Um es gleich vorwegzunehmen: Nein, Computer können nicht wie Menschen denken – aber sie kommen der menschlichen Schaltzentrale immer näher! Und das, obwohl das menschliche Gehirn das wohl komplexeste Konstrukt ist, was die Natur hervorgebracht hat: 100 Milliarden Nervenzellen und 100 Billionen Synapsen sorgen für eine reibungslose Filterung und Verarbeitung von Informationen – eine beeindruckende Zahl. Trotzdem ist unsere „Rechenleistung“ begrenzt!
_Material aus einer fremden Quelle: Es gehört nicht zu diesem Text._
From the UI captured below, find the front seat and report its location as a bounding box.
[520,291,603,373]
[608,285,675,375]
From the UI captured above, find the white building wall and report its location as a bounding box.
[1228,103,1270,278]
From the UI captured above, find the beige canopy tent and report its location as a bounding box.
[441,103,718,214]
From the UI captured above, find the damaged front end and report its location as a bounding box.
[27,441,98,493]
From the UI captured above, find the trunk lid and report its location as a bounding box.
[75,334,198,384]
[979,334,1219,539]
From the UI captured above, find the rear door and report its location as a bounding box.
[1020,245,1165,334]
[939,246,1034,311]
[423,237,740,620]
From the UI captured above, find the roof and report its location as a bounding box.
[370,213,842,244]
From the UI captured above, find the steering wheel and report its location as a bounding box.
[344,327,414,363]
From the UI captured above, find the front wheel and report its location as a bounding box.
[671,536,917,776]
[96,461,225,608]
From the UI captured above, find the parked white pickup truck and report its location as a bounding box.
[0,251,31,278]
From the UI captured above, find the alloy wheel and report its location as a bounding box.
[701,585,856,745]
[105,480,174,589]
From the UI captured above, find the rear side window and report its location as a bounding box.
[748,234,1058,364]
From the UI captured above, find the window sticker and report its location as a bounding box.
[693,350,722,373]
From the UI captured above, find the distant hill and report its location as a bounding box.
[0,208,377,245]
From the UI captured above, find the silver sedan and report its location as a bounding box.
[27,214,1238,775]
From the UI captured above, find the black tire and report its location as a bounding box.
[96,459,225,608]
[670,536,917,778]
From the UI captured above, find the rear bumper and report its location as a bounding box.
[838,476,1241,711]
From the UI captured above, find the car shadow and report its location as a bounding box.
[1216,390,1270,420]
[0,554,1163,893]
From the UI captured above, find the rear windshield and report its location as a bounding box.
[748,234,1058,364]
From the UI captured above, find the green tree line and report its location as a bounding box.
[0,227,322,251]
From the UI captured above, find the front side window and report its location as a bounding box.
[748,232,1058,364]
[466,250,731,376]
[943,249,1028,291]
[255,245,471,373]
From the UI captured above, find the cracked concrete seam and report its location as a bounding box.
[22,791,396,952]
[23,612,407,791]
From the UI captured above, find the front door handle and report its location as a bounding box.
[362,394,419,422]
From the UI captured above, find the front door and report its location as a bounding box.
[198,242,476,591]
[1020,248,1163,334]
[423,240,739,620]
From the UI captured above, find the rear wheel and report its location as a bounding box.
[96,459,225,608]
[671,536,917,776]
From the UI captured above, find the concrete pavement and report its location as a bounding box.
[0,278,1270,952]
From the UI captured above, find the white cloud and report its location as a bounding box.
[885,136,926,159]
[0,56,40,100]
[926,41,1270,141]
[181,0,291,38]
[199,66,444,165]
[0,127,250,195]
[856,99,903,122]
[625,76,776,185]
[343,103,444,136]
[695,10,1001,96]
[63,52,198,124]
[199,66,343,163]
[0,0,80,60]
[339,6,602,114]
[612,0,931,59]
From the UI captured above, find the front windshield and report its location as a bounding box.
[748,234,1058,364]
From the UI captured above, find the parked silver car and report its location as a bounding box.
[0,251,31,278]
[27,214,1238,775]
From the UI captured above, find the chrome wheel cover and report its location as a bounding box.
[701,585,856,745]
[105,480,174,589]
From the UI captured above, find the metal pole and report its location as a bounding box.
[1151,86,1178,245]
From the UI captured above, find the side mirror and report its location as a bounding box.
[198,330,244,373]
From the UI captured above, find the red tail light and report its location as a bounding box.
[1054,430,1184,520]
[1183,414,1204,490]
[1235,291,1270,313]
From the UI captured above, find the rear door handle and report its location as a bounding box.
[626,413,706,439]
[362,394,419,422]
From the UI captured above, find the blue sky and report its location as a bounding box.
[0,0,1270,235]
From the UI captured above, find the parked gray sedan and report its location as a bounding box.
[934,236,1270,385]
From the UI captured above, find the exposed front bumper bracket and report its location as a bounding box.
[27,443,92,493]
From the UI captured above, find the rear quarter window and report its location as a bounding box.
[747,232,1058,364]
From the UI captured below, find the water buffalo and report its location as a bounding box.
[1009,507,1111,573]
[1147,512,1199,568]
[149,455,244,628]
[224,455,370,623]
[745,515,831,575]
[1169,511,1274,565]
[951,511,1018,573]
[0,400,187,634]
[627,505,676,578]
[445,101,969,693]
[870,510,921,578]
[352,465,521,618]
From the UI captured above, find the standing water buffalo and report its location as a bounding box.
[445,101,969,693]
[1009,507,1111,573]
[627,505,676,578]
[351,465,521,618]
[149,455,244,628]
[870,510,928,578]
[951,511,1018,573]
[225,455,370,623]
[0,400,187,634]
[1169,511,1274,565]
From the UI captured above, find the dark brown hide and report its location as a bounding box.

In den letzten Jahren ist die Flut an zu verarbeitenden Informationen immer größer geworden und sie wird in den nächsten Jahren nochmals exorbitant zunehmen – Big Data heißt das Stichwort. Die Verarbeitung dieser Massen an Daten und Informationen kann allein durch menschliche Rechenleistung und auch mit Hilfe herkömmlicher Computersysteme nicht mehr vollbracht werden, daher brauchen wir intelligente Systeme, die uns die Filterung und Analyse abnehmen und uns schließlich die Entscheidung erleichtern. Die Technik-Gegner schreien bei dieser Vorstellung natürlich laut auf, wollen keine künstliche Intelligenz, fühlen sich wie immer durch technischen Fortschritt bedroht.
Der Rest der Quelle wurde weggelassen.